If I'm close to the mark, I've got the following questions:

• Assuming there's a critical mass of BTC merchants willing to buy transaction insurance for their businesses, how would your insurance companies price their policies in the absence of actuarial data?
• If I'm a BTC merchant unwilling to buy transaction insurance, won't I be getting a free ride off those that do purchase insurance?
• Why would an insurance company bother with building out standby network capacity if they have the option to simply pay out the value of double spend/supply blocked transactions?
• How will your 2nd and 3rd lines of dynamic hashing power (bitcoin banks/traders/large stakeholders) finance the costs of establishing their idle reserve capacity?  Are they selling insurance policies to BTC merchants also?
• How do you propose limiting block rewards so that they only cover the costs of “trivial internal annoyances” resulting from a low network hashrate?  Why would you need to?  Aren't trivial attacks due to low hashrate covered by your reserve hashing power insurers?
• Who determines the appropriate level of reserve hashing power?  How would they arrive at a standby hashrate figure?  How would the standby capacity be verified?
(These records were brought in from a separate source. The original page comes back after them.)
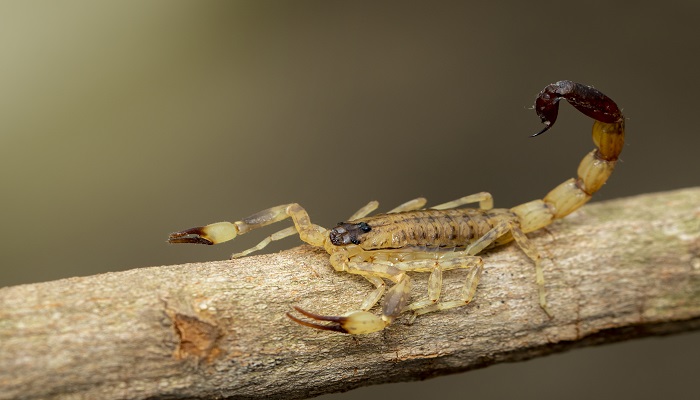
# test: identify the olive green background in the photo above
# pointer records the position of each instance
(123, 121)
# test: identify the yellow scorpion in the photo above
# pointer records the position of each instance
(411, 238)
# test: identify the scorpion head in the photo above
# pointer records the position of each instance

Finally, doesn't your proposal slap a lot of trusted intermediaries (and their associated fees) on top of a system meant to minimize/eliminate these things?

ps - I keep seeing the term "bitcoin banks" being used on this forum now.  Boy have things changed since I was here last.

[runeks]

We are already seeing the significant cost to mining as being the electricity usage.  Even with the massive change per year in hashing efficiency gained by new technologies.
Over time it is likely that the cost to mining will become much more dependent on the cost of electricity than it is now.  The main reason is that the technology isn’t going to progress at the same rate as it is progressing now.
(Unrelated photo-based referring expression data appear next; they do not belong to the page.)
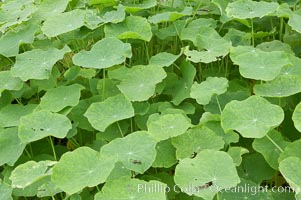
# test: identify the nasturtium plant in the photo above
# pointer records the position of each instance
(104, 54)
(150, 99)
(249, 117)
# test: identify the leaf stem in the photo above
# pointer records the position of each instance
(52, 147)
(274, 143)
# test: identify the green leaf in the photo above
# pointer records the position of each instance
(58, 98)
(166, 126)
(30, 172)
(193, 29)
(104, 54)
(188, 146)
(291, 150)
(213, 44)
(10, 115)
(248, 9)
(37, 63)
(290, 169)
(295, 21)
(205, 168)
(63, 23)
(50, 8)
(102, 114)
(182, 87)
(270, 150)
(236, 153)
(10, 42)
(82, 168)
(297, 117)
(265, 66)
(282, 86)
(252, 118)
(8, 82)
(11, 146)
(169, 16)
(41, 124)
(5, 191)
(131, 7)
(138, 83)
(204, 91)
(133, 27)
(136, 151)
(134, 189)
(166, 154)
(163, 59)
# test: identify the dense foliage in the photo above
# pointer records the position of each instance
(150, 100)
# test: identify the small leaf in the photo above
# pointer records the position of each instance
(252, 118)
(41, 124)
(297, 117)
(187, 145)
(138, 83)
(205, 168)
(268, 149)
(82, 168)
(133, 27)
(102, 114)
(63, 23)
(135, 189)
(58, 98)
(244, 9)
(265, 66)
(37, 63)
(30, 172)
(166, 126)
(136, 151)
(104, 54)
(11, 146)
(204, 91)
(290, 169)
(8, 82)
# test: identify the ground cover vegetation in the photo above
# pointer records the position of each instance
(150, 100)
We have seen the 500x improvement from going from CPU mining to GPU mining, 2years ago.
We are now seeing the 10x improvement from going from GPU to FPGA.
And we are just now beginning the 5x improvement from going from FPGA to ASIC.

No. Going from CPU to GPU mining was a ~50x increase in efficiency (0.1Mhash/J to 5Mhash/J). Going form GPU to FPGA (using Butterfly Labs' Bitforce Single as an example) was a ~2x increase in efficiency (to 10Mhash/J (~800Mhash@80W). This is simply because a GPU employs an ASIC, albeit not a mining-specific one. So an FPGA isn't that much of an advantage (when total system power is excluded).

No dedicated mining ASIC exists yet. Largecoin claims to have an sASIC unit ready in July that does ~200Mhash/J - a 20x increase in efficiency.

A SHA-256 ASIC already exists that does 500Mhash/J (a further 2.5x increase in efficiency).

So going from FPGA to true ASIC is more like a 50x increase in efficiency (the same as going from CPU to GPU).

Other than that, I don't think your suggestion will bring any benefits to the network. Why would it help the network that people have offline miners they can turn on at will? Why not always have them turned on? How will these people recover the costs of their equipment if it's turned off all the time? I think you have a genuine interest in making the network more secure, but I don't relying on people to waste large amounts of money is the solution.

[runeks]

Also, what about once ASIC devices not as large as those come out, how much for a little thing that only uses one ASIC chip and maybe is about the size of a IDE hard drive or a walkman?

Will depend on volume. With ASICs, marginal costs for producing extra units are very low. So if they produce a single unit, it will cost around five million dollars. If they produce five million units the chips themselves can be sold for one dollar per piece. Add to that the housing and control circuit that is needed to make a usable consumer device.